Monty Python and the Holy Grail
Credit: Holy Grail: Kobal Collection

”It has some quite funny moments…a fairly exciting story…and some low-budget adventure.” That’s the come-on in the original British trailer for Monty Python and the Holy Grail, and the fact that the line is delivered in Chinese only makes the offer harder to ignore. One of the funniest films ever made (”What, the curtains?”) turns out to have been among the lowest in budget, according to the commentaries on this two-disc set. The use of coconuts clopped together instead of actual horses? ”It was funny,” says Michael Palin, ”but then it turned out it was also cheap.” King Arthur’s massive army in the final scene? University students hired, as John Cleese recalls, ”for about a banana-and-a-half a day.” Those varied castle interiors? Mostly shot in the Scottish castle of Doune. ”It’s amazing what you can do with a few bits of hanging tapestries,” says Palin.

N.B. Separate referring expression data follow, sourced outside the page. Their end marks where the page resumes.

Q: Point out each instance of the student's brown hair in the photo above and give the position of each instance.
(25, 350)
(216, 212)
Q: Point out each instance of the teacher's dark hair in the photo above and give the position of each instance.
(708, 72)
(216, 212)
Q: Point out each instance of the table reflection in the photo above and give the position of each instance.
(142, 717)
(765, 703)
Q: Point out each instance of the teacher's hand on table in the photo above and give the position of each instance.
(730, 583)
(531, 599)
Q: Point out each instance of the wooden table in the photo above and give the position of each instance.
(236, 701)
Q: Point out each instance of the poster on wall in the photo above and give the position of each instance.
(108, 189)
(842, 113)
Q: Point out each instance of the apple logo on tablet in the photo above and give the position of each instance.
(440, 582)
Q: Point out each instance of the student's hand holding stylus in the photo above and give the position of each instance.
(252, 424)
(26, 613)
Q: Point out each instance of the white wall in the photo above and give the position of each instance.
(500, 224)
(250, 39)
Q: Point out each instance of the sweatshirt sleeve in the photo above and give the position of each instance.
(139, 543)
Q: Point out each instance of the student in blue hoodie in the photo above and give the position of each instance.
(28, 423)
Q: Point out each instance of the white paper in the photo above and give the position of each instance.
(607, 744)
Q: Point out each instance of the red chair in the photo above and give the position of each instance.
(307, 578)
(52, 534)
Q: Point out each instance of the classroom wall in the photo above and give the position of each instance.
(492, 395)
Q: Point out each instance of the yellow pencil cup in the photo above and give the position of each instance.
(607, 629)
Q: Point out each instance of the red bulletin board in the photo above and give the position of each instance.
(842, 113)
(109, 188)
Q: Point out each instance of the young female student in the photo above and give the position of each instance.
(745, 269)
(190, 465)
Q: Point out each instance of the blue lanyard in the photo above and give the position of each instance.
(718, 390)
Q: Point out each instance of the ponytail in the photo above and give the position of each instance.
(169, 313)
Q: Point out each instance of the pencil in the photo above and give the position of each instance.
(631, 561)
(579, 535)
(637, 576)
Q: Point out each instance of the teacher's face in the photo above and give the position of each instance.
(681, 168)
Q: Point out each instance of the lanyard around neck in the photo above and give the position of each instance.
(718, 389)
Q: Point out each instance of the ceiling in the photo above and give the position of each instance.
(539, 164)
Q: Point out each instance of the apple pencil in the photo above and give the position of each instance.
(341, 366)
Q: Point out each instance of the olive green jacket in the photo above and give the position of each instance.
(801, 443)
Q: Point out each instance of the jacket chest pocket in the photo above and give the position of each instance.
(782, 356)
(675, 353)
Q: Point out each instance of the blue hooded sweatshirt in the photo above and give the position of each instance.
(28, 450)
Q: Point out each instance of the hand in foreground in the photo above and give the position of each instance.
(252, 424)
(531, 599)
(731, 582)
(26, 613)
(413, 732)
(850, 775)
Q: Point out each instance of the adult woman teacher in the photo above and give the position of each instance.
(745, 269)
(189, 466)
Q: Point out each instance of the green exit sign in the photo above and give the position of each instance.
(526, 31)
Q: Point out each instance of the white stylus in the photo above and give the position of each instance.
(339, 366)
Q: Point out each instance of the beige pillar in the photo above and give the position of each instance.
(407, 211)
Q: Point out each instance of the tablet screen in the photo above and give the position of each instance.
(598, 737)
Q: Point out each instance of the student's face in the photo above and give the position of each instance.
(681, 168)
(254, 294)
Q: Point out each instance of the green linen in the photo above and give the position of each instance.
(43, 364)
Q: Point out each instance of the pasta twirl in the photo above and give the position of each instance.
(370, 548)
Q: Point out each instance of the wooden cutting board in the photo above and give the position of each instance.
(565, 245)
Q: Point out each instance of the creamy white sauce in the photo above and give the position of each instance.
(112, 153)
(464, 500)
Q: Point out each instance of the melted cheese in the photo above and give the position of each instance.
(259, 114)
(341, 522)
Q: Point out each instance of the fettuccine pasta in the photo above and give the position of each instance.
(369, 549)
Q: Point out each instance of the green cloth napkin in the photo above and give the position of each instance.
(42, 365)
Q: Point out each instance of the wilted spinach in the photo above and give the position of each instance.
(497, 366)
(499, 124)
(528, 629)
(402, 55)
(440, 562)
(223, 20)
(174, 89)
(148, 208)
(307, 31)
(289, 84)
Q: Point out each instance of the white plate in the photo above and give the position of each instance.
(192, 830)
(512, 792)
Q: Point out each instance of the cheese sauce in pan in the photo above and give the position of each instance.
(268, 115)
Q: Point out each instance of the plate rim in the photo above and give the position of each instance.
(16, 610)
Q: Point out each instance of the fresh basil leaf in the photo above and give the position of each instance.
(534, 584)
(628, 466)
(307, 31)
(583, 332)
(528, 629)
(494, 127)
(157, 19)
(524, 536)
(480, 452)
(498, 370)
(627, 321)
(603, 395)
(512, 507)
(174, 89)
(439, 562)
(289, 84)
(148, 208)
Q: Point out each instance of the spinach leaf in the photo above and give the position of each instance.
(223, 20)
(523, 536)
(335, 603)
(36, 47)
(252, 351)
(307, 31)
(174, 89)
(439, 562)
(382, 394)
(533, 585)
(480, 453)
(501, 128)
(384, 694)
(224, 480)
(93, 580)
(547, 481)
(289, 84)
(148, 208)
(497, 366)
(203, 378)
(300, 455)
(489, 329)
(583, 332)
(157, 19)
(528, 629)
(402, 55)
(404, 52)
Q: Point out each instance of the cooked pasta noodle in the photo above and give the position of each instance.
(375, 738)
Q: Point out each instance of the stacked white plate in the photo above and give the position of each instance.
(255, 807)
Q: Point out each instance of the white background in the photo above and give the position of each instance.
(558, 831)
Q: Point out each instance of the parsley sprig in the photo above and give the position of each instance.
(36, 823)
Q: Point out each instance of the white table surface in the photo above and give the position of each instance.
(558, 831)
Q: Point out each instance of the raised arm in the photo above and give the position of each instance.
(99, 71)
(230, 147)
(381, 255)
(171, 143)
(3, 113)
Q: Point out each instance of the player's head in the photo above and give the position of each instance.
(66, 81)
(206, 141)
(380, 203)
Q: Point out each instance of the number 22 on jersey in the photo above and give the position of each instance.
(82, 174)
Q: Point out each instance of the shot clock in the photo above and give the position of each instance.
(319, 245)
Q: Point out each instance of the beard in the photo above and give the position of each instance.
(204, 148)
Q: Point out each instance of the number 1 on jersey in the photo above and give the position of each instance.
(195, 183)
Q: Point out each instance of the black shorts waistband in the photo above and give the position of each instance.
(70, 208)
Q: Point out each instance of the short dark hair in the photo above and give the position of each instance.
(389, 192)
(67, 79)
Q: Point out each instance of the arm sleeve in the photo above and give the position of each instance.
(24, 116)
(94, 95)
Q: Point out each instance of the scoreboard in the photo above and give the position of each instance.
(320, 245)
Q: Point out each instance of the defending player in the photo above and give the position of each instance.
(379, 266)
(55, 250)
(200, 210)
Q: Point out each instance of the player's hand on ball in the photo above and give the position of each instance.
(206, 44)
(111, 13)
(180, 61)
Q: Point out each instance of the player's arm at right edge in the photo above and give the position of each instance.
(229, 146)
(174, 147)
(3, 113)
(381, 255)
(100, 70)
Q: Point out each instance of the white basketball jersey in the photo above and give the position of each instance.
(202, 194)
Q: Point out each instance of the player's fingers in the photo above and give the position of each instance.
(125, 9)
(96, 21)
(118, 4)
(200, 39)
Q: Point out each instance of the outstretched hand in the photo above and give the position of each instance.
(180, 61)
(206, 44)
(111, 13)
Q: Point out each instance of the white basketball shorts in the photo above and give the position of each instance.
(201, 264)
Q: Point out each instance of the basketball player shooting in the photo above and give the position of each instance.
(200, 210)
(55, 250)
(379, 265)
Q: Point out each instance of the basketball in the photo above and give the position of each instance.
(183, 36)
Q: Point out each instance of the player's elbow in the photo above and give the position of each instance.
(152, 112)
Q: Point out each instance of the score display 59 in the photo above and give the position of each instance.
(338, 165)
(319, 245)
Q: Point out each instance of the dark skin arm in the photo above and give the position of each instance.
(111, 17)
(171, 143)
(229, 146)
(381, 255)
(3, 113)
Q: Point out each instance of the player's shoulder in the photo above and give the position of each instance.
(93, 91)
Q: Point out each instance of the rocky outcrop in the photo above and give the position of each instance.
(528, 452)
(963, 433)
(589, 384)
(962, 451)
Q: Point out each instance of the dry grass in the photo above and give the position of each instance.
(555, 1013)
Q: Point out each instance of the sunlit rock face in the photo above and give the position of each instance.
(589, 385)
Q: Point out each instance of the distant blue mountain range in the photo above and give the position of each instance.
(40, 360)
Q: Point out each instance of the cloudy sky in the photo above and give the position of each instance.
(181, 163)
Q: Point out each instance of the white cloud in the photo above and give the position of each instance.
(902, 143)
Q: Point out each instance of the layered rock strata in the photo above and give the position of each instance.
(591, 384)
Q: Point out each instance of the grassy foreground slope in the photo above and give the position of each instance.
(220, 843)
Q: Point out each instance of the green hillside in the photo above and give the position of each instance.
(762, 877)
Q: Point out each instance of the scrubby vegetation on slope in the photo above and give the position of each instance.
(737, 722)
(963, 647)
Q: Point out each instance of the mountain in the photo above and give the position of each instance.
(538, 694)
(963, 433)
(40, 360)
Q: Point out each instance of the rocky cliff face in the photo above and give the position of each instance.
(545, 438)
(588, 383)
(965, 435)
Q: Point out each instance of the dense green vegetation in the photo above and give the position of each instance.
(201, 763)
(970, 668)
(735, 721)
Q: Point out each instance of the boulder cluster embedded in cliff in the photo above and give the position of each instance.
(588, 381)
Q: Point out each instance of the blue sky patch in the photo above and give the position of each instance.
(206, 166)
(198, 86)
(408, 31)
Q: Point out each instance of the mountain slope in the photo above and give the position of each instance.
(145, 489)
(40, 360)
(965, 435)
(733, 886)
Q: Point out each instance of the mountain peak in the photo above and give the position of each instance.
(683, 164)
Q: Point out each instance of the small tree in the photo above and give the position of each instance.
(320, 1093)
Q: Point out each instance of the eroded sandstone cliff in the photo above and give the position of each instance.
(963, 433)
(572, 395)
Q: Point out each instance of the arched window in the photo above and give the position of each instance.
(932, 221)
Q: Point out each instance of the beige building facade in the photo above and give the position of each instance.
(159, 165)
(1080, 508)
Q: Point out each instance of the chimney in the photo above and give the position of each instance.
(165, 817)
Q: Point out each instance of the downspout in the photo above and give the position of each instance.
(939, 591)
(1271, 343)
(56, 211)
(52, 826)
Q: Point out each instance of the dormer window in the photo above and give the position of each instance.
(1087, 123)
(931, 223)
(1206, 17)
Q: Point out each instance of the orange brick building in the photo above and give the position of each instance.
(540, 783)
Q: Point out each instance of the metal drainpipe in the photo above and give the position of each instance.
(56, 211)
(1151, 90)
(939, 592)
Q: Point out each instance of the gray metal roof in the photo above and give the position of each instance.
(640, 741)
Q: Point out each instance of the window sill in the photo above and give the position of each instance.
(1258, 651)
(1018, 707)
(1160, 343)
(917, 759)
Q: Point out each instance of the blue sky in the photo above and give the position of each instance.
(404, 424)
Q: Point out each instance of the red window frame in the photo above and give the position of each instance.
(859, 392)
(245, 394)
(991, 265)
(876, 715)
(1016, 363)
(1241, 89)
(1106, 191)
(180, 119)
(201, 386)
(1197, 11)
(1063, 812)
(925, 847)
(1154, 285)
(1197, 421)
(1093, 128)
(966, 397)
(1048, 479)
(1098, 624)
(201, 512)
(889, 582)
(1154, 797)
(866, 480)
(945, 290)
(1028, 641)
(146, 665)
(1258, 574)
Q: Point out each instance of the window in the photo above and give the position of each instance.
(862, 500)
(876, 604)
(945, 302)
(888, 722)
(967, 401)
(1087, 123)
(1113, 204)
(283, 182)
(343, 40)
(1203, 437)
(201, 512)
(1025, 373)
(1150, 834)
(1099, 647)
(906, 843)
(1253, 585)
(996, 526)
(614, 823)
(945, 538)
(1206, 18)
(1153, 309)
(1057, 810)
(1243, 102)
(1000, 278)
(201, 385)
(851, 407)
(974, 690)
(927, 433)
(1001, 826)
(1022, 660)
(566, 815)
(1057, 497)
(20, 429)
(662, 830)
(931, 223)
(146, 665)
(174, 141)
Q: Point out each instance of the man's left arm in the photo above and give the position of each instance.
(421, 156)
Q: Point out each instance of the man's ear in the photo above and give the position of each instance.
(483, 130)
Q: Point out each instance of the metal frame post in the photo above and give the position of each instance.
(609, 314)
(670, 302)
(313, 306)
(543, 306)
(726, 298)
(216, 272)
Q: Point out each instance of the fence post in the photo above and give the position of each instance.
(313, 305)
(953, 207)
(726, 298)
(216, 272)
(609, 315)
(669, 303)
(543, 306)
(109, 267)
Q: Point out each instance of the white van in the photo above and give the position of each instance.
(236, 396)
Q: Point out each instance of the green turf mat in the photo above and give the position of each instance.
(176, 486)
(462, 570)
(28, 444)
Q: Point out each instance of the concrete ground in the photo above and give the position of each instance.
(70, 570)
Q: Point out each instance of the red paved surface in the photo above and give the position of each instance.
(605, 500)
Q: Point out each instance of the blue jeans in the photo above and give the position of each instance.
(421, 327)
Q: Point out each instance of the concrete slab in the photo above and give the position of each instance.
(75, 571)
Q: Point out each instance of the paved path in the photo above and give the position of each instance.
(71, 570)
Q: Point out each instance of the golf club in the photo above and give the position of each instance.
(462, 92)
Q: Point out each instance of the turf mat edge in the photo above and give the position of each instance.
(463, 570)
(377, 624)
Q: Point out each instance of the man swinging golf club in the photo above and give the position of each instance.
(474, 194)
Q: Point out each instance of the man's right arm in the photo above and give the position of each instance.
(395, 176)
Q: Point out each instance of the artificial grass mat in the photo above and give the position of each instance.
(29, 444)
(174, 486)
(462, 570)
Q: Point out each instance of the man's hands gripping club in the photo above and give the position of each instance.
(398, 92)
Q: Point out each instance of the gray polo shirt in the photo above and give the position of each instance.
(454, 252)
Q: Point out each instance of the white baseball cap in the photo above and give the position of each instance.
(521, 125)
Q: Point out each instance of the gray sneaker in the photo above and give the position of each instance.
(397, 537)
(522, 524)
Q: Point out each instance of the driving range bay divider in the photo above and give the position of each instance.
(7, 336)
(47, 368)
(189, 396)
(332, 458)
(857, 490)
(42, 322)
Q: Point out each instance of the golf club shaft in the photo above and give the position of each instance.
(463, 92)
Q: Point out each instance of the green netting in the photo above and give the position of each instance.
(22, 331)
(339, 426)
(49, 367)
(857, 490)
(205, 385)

If the ”Holy Grail” DVD doesn’t put its own format through a grand conceptual meat grinder the way the ”Python” CD-ROM did a few years back, it still tweaks the disc fetishist in welcome ways. Yes, there are audio commentaries — one from directors Terry Jones and Terry Gilliam, the other featuring Palin, Cleese, and Eric Idle — and the usual click-through galleries of photos and production art. There’s also a lovely video documentary in which a middle-aged Palin and Jones huff and puff their way up to original ”Grail” locations. There are even some new comedy bits: a ”Coconut Information Division” sketch featuring Palin, and a shot-for-shot Lego re-creation of the ”Camelot” musical number. But how many DVDs allow you to watch the entire film while reading subtitles from ”Henry IV Part II”? And who else but the Pythons would start the film with several minutes of a justly forgotten British comedy called Dentist on the Job? ”We must have been just young and very foolish,” sighs Palin at one point. They’re still foolish, luckily.